Tofu Scramble with Basil
Tofu gets such a bad rap. Sure it’s a blubbery white block of who-knows-what (soy) that is completely tasteless, but that doesn’t mean we should all be haters! Once I learned how to cook with tofu and flavor it correctly, I started to really love it. And isn’t that the case with most foods? I mean, who sits around eating completely plain egg whites or chicken breast with absolutely no sauce or seasonings? Bland.

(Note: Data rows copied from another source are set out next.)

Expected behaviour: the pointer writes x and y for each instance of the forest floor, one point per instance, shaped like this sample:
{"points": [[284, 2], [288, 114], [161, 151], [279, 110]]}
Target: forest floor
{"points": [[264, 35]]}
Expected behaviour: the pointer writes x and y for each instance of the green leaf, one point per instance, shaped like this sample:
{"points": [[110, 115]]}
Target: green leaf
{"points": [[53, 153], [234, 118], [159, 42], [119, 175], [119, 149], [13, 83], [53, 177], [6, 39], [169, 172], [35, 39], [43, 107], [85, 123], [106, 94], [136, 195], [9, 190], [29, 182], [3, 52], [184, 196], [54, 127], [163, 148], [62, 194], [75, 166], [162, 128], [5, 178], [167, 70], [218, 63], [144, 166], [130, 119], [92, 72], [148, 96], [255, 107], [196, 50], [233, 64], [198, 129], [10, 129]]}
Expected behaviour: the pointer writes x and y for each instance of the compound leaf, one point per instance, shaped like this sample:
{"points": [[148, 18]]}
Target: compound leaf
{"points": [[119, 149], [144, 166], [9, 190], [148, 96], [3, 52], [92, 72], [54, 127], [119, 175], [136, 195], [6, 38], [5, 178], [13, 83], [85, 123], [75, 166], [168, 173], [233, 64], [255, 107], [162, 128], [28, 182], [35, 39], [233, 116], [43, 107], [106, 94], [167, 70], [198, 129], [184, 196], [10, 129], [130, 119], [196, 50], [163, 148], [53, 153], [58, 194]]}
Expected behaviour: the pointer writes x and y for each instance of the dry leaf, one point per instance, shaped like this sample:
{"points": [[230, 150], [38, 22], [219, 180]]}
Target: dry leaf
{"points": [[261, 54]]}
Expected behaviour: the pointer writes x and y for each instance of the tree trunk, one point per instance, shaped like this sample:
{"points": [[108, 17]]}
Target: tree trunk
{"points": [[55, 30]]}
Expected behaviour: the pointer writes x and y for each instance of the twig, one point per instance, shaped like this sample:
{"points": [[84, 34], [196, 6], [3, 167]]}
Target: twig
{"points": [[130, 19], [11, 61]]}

It’s been a while since I made tofu the main star of a meal so I used a block to whip up this Tofu Basil Scramble:
- 1 block firm tofu, drained and squeezed of as much water as possible, fork mash
- 1 container sliced white mushrooms
- 2 cups baby spinach leaves
- 1 bell pepper, diced
- 1 white onion, diced
- 1 Tbsp nutritional yeast
- 1 tsp sea salt
- 1/2 tsp turmeric
- 5-10 fresh basil leaves, cut into ribbons (chiffonade)
- olive oil
- hot sauce to taste
Heat oil in a pan and add mushrooms, pepper, and onion. Sautee until all have softened, about 5-7 minutes. Mix in salt and nutritional yeast, then add tofu, basil and spinach. Let this cook for another five minutes, mixing every few minutes to combine. Top with hot sauce or sriracha sauce if you like a little kick in the pants.